У меня было такое чувство, точно я коснулся дохлой рыбы. От молодого человека со столь низким голосом я невольно ждал крепкого рукопожатия.
– Что вы будете пить? – спросил Рауль. – У нас есть все, что вашей душе угодно: кока-кола, лимонад, американское виски, шотландское виски. И даже шампанское. Я помню, что вы сказали в тот раз, когда мое сердце исходило печалью… Все течет, сказали вы. Цитата из какого-то древнего грека. Правда? Из Гераклита, или Демокрита, или Демократа. Знаете, что говорят в таких случаях на Седьмой авеню: «Ничто не вечно под луной, и красотка станет сатаной». Очень справедливо. А на смену приходит другая молодежь. Итак, что вы будете пить? Альфонс! – Он подозвал официанта жестом, достойным римского императора.
– Что вы пьете? – спросил я Наташу Петрову.
– Водку, как всегда, – ответила она весело.
– Водку, – сказал я Альфонсу.
– Двойную порцию, – добавил Рауль, глядя на меня осоловелыми глазами.

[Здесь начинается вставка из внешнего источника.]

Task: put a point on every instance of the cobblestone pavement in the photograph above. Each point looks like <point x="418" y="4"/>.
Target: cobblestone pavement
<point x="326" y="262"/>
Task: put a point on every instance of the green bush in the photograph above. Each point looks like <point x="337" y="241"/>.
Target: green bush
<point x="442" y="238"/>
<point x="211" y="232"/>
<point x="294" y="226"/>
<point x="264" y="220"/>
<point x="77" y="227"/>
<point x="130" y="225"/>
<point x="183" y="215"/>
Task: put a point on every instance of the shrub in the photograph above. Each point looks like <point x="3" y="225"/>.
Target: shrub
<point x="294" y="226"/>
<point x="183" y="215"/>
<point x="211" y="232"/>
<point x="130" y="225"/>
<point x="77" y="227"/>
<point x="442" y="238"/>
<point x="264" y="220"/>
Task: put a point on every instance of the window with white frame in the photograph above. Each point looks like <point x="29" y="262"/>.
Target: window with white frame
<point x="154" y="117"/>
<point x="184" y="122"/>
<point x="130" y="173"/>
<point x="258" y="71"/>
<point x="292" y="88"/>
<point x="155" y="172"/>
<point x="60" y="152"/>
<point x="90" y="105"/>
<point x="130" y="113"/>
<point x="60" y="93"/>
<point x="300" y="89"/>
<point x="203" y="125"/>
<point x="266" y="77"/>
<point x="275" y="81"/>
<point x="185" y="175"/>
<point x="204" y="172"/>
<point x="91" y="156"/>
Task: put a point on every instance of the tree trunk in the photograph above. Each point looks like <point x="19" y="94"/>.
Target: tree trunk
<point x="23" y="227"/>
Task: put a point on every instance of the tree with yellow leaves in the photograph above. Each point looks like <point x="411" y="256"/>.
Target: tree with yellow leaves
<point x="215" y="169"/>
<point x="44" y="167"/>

– Что это? Мистерия человеческой души – любовь? – спросил я Меликова.
– Мистерия человеческих заблуждений, когда каждый верит, что другой – его пленник.
– Le coup de fondre[12] – сказала Наташа Петрова. – Любовь без взаимности.

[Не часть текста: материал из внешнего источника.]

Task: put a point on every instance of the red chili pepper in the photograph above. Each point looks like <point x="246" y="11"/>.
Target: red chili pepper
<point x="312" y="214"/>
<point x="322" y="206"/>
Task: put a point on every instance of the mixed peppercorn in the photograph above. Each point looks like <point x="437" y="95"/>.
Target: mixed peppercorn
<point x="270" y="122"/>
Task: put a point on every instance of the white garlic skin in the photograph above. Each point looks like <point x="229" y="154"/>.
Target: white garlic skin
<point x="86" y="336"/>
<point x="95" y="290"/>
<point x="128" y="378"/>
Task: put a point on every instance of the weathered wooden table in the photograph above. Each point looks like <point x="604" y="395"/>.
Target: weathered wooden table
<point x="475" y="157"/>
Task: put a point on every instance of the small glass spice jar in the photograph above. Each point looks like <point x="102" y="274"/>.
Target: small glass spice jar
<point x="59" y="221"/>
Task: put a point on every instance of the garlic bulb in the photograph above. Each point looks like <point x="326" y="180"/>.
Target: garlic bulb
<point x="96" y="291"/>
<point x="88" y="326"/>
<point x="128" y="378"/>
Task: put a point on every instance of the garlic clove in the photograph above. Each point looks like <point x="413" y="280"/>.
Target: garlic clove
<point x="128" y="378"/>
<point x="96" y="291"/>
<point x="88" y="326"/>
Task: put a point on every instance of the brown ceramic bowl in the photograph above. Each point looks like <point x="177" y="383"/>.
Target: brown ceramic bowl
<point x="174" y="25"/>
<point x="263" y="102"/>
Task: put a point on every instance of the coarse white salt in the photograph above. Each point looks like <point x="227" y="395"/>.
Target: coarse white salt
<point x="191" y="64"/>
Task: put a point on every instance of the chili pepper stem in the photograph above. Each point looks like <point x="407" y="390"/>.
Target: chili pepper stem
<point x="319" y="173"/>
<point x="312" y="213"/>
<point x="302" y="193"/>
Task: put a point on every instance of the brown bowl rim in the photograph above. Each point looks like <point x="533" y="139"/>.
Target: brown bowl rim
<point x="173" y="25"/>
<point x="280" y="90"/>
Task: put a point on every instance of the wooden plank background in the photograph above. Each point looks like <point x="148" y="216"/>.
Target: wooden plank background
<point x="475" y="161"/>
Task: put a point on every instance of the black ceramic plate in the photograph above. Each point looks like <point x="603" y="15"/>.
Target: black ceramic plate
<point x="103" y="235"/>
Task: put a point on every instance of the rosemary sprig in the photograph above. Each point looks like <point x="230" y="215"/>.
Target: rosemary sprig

– Как вы оказались здесь, в этой компании?
– Случайно. – Наташа засмеялась. – Случай. Счастливый случай. Мне давно хотелось вырваться из стерильной и однообразной атмосферы унылых приемов. Но такого я не ожидала.
– Вы опять собираетесь к фотографу?
– Сегодня не собираюсь. А почему вы спрашиваете? Пошли бы со мной?
Собственно, я не хотел говорить этого прямо, но почему-то сказал:
– Да.
– Наконец-то я слышу от вас нечто вразумительное, – сказала Наташа Петрова. – Salut!
– Salut, salve, salute! – крикнул Рауль и начал со всеми чокаться. При этом он попытался даже встать, но плюхнулся на кресло в виде трона, которое затрещало под ним. Эта старая гостиница в довершение всего была обставлена топорной псевдоготической мебелью.
Пока все чокались, ко мне подошел Лахман.
– Сегодня вечером, – шепнул он, – я напою мексиканца.
– А сам не напьешься?
– Я подкупил Альфонса. Он подает мне только воду. Мексиканец думает, что я пью, как и он, текилу. У нее тот же цвет, то есть она бесцветная.
– Я бы лучше подпоил даму сердца, – сказал я. – Мексиканец не имеет ничего против. Не хочет сама дама.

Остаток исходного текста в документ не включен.